In 2019, two private equity firms came together to form a venture capital fund to invest in African startups. That had been a record-breaking year for VC funding in Africa with $1.3 billion invested in startups, and so it made sense that new funds would emerge to ride the wave.
But even as this year’s VC climate has become uncertain, Cathay AfricInvest Innovation Fund (CAIF) wants to find startups that have the potential to break even quickly. “In addition to our usual criteria, specifically traction of the topline, we will be analyzing the capacity of the companies we will be investing in to break even in the shorter term versus in the longer term,” Khaled Ben Jilani, senior partner at AfricInvest and co-head of CAIF, told Quartz.
“A company that is not able, with the money that we inject, to break even after 18 to 24 months will be an issue. It wasn’t the case before.”
Since October 2019, CAIF has invested in at least 10 African startups across the continent with initial check sizes between €1 million and €10 million. Now, CAIF, formed by Tunisia-based AfricInvest and France-based Cathay Innovation, says it has reached the final close of a €110 million ($112 million) fund to invest in a lot more African startups.
That amount makes CAIF one of the largest Africa-focused venture capital funds, alongside others like TLcom Capital which reached the first close of a $150 million fund earlier this year. The fund will focus on series A and B deals, with a small allocation for seed stage investments. Because CAIF had been deploying its money before this final close, it has learned some lessons and adjusted its strategy to suit the current climate for VC investment around the world.

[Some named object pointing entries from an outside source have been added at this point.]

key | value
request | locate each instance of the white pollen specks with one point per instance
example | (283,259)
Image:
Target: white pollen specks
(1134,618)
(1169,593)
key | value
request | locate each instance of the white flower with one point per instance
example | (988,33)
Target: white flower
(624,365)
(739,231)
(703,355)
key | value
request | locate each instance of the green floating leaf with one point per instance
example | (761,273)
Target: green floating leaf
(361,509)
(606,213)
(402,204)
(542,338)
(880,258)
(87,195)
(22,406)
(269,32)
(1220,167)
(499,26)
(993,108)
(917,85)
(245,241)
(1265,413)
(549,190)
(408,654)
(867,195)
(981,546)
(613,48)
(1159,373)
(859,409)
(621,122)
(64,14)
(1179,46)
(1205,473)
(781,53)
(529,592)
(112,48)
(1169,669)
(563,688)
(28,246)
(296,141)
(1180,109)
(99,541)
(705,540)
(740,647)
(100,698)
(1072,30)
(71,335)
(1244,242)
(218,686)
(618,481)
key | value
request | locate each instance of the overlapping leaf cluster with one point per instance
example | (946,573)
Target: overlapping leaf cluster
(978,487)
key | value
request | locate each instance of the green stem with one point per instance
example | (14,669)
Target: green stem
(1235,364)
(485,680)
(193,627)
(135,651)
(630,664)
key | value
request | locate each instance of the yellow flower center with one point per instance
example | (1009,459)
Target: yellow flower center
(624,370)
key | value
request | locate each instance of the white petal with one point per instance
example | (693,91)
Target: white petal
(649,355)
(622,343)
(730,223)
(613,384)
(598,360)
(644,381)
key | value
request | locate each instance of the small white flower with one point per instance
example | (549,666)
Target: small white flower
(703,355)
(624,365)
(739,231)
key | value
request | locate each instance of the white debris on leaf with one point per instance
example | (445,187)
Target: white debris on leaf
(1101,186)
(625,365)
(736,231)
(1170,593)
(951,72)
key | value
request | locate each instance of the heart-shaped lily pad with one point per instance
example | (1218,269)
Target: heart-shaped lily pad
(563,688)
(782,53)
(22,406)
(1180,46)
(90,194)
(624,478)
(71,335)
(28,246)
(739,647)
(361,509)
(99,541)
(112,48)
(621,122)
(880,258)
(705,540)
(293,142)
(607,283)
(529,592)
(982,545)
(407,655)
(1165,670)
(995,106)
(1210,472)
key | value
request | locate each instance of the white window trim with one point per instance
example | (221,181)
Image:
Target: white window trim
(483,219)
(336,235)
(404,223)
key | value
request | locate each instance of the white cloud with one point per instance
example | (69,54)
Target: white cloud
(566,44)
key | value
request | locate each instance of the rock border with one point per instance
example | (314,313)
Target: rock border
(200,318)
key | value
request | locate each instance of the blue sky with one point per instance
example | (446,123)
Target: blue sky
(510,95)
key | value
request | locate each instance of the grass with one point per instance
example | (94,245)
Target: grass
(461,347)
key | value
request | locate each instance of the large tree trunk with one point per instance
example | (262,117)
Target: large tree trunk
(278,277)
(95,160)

One of CAIF’s recent investments was in GOMYCODE, an Andela-like edtech startup in Tunisia that produces curricula for aspiring software developers. The fund’s portfolio includes startups in multiple sectors: 54gene (health), Migo (fintech), and Aerobotics (agritech) to name a few.
The fund invests in multiple sectors where technology can be used innovatively and disruptively, says Jilani. Some of these companies, like 54gene which is building a DNA data bank of people of African ancestry, are first movers with potential to be unique across the world. Like many other firms, CAIF aims to find these kinds of companies and invest in them.
African startups recovered from a dip in funding in 2020 to raise a record of $5.2 billion in 2021, thanks in large part to the contribution of late-stage investors who helped startups like Chipper Cash, Wave, and Flutterwave raise $100 million rounds. Some of those investors—Tiger Global, SoftBank—are having a rough 2022 so far with underperforming funds, a scenario that is expected to put pressure on how earlier-stage investors value and fund startups. That may also translate into added pressure on startups to scale faster and return money quicker.
“Because we feel there is more selectiveness and pressure on money coming into Africa from late-stage investors. Some are re-concentrating on their core markets. Some are concentrating on keeping dry powder for their portfolio.”
CAIF raised its fund from a mix of multilateral funds, development finance institutions, corporates, and high net worth individuals. As such, there is a mix of social impact and commercial expectations for returns on investment. The fund’s expectations will vary from one startup to another.
“If a startup has a clear and very scalable business model with very interesting growth opportunities with a working capital model that doesn’t create a strain as it grows, then we can try the high scale route. If not, more care is needed.”